For your generative process, you are "Generating image from noise vector" even though you have already learnt the latent space. This is actually the problem with vanilla autoencoders. The latent space is not learnt so when you just randomly pick a latent vector, chances are it is not within the latent space/one that the decoder doesn't know how to work with.
To do it right, you should 1) sample an image 2) make a forward pass with that image to get a mean and covariance 3) use aforementioned mean and covariance to sample a latent vector
Mathemathically speaking, (hopefully the notation is universal) you are sampling x and using the probabilistic encoder p(z|x) where the given x is the one you just sampled to sample a latent variable. Then that's the latent variable within the latent space which the decoder knows how to work with. And of course, the generated image won't be from the training dataset.
I figured you may have already figured something was wrong considering your generated results so I hope this clear things up.
with torch.no_grad():
x, _ = next(iter(train_loader))
x = x[0]
sampled_x = x.view(1, x_dim)
_, mean, log_var = model.forward(sampled_x)
var = torch.exp(0.5*log_var)
epsilon = torch.rand_like(var)
sampled_z = mean + var*epsilon
generated_images = decoder(sampled_z)
This is some code I used with your notebook to do it the proper way. Hope it makes sense. Thanks again for the tutorial.
May I ask why both of you are using torch.rand_like
, which uses a uniform distribution?
May I ask why both of you are using
torch.rand_like
, which uses a uniform distribution?
oops i thought it was a normal distribution. i didn't catch that. thanks!
Dear @gordon-lim ,
First of all, thank you for leaving this issue.
Yes, right. Strictly speaking, generating images from noise vectors is not generative process of Variational AutoEncoder (VAE).
However, I wanted to show we can even generate image from noise vector (z ~ N(0, I)) (though it is not generative process of VAE) in this tutorial.
In other words, even if we don't know exact p(z|x), we can generate images from noise, since the loss function of training VAE regulates the q(z|x) (simple and tractable posteriors) must close enough to N(0, I). If q(z|x) is close to N(0, I) "enough"(but not tightly close due to posterior collapse problem), N(0, I) may replace the encoder of VAE.
So I wanted to show what I described, and included the wrong generation process. However, I have just realized that someone could got in confusion due to my naive explanation. I will fix my codes as what you suggested.
Again, thank you for your suggestion and comments about this tutorial.

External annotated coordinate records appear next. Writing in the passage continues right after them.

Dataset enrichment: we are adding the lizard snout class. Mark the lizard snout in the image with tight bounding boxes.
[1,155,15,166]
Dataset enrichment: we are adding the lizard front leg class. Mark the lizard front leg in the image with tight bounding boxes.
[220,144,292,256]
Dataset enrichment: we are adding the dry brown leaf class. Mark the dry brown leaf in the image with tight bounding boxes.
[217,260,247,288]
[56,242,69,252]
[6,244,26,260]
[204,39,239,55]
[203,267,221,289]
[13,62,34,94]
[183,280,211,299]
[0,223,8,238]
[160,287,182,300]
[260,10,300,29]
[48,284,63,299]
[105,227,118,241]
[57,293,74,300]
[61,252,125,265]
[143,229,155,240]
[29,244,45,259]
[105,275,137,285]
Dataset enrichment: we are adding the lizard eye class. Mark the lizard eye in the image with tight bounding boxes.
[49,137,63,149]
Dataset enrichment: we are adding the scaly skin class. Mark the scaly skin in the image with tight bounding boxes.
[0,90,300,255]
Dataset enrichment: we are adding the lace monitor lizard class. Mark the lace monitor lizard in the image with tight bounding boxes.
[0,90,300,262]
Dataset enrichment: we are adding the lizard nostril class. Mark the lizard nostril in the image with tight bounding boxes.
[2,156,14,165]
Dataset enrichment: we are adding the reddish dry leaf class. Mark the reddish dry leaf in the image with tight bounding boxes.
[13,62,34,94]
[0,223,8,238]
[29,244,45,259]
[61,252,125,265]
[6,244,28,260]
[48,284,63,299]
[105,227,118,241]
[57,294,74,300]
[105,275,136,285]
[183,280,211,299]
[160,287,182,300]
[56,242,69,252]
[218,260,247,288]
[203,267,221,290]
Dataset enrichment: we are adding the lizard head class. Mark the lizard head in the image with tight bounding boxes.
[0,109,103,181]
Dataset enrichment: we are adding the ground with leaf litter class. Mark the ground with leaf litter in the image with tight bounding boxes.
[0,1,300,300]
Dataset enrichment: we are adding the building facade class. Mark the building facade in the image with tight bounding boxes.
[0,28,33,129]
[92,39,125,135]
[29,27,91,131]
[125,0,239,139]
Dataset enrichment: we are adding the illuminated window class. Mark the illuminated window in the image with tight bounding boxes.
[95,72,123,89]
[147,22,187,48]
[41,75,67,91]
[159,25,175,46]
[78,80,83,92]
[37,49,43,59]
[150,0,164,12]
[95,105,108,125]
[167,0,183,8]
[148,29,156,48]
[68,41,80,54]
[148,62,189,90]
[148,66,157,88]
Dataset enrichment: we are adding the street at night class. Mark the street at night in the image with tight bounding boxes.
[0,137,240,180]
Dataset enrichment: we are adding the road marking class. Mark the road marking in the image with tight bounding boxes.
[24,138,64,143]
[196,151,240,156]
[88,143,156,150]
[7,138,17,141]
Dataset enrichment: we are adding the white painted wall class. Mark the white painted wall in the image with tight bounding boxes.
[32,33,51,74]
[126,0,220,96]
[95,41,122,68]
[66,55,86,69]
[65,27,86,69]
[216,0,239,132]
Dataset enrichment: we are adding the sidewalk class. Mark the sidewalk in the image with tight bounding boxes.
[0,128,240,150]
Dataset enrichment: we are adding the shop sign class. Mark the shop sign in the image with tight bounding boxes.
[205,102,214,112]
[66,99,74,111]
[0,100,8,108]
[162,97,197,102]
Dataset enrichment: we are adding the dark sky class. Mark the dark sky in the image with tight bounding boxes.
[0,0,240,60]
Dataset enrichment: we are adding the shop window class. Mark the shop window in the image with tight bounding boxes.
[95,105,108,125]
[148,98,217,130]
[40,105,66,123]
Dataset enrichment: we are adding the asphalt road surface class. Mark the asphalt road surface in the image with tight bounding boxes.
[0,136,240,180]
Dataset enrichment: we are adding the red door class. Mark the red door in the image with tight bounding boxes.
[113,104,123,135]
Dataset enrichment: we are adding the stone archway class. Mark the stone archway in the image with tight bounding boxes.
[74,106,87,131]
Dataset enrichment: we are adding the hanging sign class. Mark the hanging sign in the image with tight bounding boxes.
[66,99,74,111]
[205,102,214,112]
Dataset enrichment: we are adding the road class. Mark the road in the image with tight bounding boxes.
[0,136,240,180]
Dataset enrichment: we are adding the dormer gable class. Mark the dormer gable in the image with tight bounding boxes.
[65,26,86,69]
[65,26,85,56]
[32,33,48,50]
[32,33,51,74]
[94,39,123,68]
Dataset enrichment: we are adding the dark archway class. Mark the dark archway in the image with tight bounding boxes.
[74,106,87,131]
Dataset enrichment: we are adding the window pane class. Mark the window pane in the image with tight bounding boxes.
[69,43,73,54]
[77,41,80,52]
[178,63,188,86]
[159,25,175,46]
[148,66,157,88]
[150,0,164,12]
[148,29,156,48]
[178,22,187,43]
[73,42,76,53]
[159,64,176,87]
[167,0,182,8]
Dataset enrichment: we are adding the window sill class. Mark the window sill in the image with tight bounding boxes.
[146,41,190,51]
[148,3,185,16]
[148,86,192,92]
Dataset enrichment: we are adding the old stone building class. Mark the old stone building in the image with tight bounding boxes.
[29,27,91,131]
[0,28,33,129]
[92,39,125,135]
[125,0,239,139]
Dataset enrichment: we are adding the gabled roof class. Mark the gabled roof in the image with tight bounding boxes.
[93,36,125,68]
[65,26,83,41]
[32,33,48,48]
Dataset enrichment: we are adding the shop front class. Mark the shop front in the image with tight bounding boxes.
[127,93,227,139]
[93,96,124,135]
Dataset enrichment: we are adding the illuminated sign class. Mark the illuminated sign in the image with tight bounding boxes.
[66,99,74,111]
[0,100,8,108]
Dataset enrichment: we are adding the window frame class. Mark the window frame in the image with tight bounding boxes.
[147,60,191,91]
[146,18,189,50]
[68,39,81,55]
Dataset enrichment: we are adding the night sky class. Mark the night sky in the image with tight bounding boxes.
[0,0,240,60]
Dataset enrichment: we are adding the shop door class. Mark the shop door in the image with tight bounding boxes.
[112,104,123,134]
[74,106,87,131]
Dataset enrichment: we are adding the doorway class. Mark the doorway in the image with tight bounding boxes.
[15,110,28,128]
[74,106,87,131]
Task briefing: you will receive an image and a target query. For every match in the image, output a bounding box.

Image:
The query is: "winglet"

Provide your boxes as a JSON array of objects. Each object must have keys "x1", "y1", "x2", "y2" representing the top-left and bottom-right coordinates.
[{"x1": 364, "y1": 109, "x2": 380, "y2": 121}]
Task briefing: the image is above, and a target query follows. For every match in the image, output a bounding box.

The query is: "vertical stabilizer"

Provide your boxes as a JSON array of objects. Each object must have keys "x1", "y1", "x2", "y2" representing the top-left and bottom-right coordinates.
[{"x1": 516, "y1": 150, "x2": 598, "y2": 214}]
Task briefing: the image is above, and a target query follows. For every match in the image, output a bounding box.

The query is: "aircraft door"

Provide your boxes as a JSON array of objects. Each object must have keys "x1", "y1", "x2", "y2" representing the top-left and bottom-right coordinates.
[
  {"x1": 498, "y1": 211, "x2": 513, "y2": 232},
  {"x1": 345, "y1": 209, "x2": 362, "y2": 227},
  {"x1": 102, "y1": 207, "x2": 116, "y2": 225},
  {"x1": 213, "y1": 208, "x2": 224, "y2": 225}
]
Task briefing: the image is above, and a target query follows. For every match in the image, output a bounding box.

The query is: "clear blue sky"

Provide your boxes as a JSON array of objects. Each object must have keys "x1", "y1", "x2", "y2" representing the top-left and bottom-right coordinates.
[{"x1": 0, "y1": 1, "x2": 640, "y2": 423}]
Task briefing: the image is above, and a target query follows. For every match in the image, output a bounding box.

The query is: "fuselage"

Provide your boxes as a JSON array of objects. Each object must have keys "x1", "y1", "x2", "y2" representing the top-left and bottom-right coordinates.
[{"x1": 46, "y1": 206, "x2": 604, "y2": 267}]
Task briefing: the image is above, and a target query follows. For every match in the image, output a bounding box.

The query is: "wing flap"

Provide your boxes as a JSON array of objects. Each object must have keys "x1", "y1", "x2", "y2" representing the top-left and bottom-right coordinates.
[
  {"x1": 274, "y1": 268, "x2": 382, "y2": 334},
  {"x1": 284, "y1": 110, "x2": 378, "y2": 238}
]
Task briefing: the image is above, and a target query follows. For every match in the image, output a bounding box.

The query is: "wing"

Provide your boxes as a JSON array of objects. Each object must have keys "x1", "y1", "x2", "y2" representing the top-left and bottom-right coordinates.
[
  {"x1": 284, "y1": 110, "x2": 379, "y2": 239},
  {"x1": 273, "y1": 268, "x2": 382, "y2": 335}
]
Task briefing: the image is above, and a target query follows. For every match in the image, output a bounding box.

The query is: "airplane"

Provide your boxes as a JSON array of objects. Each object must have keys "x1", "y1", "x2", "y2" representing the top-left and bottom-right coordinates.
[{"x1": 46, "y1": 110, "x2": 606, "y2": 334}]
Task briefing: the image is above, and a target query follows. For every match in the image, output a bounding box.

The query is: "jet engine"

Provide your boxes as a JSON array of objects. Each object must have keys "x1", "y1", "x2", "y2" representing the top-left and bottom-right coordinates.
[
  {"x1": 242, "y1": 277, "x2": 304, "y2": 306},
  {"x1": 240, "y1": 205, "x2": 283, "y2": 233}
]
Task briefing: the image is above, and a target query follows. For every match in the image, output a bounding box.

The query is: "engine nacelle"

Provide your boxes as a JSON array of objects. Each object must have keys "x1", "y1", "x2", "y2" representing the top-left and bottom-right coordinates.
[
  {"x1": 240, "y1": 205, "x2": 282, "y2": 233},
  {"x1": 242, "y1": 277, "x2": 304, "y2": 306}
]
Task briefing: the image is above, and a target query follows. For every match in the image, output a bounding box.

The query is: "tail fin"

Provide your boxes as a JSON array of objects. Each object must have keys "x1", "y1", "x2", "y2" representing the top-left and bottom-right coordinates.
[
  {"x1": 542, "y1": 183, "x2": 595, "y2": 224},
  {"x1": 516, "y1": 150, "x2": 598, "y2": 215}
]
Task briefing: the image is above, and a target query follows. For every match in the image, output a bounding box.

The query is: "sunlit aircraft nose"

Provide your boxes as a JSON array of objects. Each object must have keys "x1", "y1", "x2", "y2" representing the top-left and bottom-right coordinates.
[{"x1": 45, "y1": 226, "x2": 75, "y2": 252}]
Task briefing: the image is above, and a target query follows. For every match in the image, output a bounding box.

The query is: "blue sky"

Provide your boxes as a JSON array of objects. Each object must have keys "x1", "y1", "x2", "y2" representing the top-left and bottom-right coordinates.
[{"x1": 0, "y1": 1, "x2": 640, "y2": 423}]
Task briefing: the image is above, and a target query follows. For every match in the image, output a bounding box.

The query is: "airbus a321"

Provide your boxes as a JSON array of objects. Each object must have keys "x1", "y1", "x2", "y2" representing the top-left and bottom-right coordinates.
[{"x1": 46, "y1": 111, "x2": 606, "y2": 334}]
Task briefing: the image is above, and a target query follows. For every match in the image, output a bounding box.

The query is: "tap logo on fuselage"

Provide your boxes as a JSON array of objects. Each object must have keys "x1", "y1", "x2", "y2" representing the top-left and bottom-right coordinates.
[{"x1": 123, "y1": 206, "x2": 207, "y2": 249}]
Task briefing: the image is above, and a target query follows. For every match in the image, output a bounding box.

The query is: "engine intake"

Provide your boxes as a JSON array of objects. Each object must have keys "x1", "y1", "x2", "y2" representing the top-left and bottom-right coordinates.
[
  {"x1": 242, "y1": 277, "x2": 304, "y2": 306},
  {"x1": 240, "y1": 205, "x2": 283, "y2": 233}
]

Also, sorry for confussion.
I will edit and explain about the generation process in Jupyter kernel within few days.
Dear @vnmabus ,
We must use Normal distribution.
I didn't catch it since torch.randn_like
and torch.rand_like
are almost same.
Thank you for pointing a severe mistake.
I see. I did suspect it might have been intentional because you otherwise seem to fully understand VAEs. Thank you for the clarification and I look forward to the update.